John Wayne saw the path that downward path that Hollywood was on all the way back in 1971 when he blasted the studio executives as “high class whores.”
When asked how he felt about the state of the motion-picture business today, Wayne shared in an interview, “I'm glad I won't be around much longer to see what they do with it. The men who control the big studios today are stock manipulators and bankers. They know nothing about our business. They're in it for the buck.”
“The only thing they can do is say, 'Jeez, that picture with what's-her-name running around the park naked made money, so let's make another one. If that's what they want, let's give it to them.' Some of these guys remind me of high-class whores,” he observed.
He went on to add, “As much as I couldn't stand some of the old-time moguls—especially Harry Cohn—these men took an interest in the future of their business. They had integrity.”
“There was a stretch when they realized that they'd made a hero out of the goddamn gangster heavy in crime movies, that they were doing a discredit to our country,” he explained. “So the moguls voluntarily took it upon themselves to stop making gangster pictures. No censorship from the outside. They were responsible to the public.”
In contrast, he noted how the executives of his day had no problem pushing immorality on moviegoers, “But today's executives don't give a damn. In their efforts to grab the box office that these sex pictures are attracting, they're producing garbage. They're taking advantage of the fact that nobody wants to be called a bluenose.”
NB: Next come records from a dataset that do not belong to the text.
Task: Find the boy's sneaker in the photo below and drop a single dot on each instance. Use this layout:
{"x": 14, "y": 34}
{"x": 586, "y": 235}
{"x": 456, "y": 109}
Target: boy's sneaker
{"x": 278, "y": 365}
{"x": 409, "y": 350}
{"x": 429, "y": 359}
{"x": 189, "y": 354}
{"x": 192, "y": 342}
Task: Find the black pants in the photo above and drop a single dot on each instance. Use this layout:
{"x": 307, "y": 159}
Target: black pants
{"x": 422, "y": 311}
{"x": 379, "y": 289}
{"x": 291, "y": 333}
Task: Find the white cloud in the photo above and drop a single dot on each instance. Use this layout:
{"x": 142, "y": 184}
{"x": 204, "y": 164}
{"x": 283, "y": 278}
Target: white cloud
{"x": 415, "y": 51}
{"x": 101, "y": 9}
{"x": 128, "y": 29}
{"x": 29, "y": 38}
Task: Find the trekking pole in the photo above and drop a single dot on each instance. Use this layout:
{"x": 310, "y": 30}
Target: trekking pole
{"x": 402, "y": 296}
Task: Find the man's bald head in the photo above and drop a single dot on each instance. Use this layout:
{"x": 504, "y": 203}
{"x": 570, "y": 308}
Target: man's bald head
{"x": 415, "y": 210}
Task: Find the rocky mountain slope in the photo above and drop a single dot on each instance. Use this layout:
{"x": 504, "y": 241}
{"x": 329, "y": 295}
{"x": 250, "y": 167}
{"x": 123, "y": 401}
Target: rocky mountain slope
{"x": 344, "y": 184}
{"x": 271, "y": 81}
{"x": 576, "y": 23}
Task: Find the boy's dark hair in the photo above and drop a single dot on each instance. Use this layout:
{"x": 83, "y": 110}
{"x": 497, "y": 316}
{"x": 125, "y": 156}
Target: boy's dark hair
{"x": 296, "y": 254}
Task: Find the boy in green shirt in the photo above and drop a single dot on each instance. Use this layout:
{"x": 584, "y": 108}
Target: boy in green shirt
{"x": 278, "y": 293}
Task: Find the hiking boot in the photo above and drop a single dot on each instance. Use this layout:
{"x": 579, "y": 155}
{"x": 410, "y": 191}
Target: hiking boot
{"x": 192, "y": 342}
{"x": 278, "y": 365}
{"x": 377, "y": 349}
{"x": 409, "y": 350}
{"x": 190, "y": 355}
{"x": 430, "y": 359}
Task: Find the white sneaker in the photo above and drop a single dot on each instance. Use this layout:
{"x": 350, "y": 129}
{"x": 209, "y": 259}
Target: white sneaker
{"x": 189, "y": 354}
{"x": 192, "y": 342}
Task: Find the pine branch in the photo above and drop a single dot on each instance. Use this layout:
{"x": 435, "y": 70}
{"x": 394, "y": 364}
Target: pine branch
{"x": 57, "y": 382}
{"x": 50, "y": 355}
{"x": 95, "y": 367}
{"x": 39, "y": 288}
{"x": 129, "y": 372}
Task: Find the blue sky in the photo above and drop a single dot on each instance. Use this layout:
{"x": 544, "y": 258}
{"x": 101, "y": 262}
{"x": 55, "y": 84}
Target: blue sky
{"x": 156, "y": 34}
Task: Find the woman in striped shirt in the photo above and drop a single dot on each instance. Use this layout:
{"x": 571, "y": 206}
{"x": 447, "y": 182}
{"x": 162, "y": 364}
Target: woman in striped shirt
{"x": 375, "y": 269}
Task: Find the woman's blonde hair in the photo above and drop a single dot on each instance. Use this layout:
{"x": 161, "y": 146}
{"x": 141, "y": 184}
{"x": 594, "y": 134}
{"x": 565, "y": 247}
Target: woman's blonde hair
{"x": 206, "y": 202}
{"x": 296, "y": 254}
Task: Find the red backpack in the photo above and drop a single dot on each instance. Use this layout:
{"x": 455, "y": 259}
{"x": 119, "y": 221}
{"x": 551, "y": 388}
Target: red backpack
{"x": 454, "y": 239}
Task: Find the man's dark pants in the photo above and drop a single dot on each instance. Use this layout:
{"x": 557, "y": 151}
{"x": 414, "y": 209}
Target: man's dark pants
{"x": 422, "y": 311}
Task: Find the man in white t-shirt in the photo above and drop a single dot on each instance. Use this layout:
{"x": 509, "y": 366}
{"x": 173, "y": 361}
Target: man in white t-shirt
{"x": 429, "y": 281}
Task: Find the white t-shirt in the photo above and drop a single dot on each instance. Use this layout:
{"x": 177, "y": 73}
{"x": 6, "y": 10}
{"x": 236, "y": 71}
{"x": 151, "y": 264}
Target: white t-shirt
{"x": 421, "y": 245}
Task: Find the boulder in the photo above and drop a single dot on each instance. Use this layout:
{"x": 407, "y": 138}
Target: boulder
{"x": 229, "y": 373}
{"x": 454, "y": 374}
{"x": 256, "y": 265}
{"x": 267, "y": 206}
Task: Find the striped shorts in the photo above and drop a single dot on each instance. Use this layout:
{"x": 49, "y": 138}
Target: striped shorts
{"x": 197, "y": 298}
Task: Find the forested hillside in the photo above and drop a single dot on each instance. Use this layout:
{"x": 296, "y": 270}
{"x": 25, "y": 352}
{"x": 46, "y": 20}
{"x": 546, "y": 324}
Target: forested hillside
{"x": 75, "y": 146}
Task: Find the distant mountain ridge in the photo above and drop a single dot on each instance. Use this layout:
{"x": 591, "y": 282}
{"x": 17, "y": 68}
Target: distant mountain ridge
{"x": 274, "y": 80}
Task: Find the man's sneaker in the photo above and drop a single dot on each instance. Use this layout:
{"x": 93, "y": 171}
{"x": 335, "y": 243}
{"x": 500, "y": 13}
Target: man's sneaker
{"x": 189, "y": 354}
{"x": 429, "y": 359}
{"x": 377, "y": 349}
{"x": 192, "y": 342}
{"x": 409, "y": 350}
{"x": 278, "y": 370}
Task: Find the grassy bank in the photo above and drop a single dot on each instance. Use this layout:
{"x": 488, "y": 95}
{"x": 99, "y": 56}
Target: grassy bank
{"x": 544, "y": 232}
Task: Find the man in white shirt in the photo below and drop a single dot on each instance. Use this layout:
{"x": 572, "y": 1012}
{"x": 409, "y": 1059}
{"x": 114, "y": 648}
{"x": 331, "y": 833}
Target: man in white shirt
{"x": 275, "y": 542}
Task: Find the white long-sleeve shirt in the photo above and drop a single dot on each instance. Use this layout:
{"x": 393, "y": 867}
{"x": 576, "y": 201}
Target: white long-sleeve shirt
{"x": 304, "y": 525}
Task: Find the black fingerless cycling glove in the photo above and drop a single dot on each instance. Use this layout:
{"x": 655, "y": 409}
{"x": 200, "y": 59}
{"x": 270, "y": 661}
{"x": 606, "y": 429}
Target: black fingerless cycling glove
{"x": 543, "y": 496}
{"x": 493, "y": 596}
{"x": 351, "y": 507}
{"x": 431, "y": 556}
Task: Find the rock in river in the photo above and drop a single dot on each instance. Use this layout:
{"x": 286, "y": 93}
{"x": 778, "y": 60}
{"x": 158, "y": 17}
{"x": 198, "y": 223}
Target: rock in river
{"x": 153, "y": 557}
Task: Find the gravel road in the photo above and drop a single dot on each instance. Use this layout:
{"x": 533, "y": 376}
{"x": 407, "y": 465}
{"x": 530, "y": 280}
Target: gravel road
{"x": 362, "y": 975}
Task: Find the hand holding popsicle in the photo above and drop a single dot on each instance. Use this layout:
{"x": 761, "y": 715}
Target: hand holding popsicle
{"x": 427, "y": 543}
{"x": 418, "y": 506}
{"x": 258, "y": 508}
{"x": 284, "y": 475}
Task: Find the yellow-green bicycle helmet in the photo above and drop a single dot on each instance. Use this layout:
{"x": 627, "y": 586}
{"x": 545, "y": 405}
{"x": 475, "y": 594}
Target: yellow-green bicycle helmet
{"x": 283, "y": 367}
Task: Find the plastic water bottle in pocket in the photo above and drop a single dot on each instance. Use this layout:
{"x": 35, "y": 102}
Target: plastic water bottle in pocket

Finally, he predicted, “But they're going to reach the point where the American people will say, "The hell with this!" And once they do, we'll have censorship in every state, in every city, and there'll be no way you can make even a worthwhile picture for adults and have it acceptable for national release.”
When asked if the ratings system would prevent the spread of this immorality, Wayne accurately noted, “Every time they rate a picture, they let a little more go.”
Next, he shared how the rating system in general is ridiculous and would not even be necessary if moral men were still in charge, “Ratings are ridiculous to begin with. There was no need for rated pictures when the major studios were in control. Movies were once made for the whole family. Now, with the kind of junk the studios are cranking out—and the jacked-up prices they're charging for the privilege of seeing it—the average family is staying home and watching television. I'm quite sure that within two or three years, Americans will be completely fed up with these perverted films.”
Wayne was not the only one to make such criticisms. It’s A Wonderful Life director Frank Capra made similar comments in his book The Name Above the Title, which was also published in 1971.
Capra wrote:
The winds of change blew through the dream factories of make-believe, tore at its crinoline tatters... The hedonists, the homosexuals, the hemophiliac bleeding hearts, the God-haters, the quick-buck artists who substituted shock for talent, all cried: ‘Shake ’em! Rattle ’em! God is dead. Long live pleasure! Nudity? Yea! Wife-swapping? Yea! Liberate the world from prudery. Emancipate our films from morality!’ ... Kill for thrill—shock! Shock! To hell with the good in man, Dredge up his evil—shock! Shock! Practically all the Hollywood film-making of today is stooping to cheap salacious pornography in a crazy bastardization of a great art to compete for the ‘patronage’ of deviates and masturbators.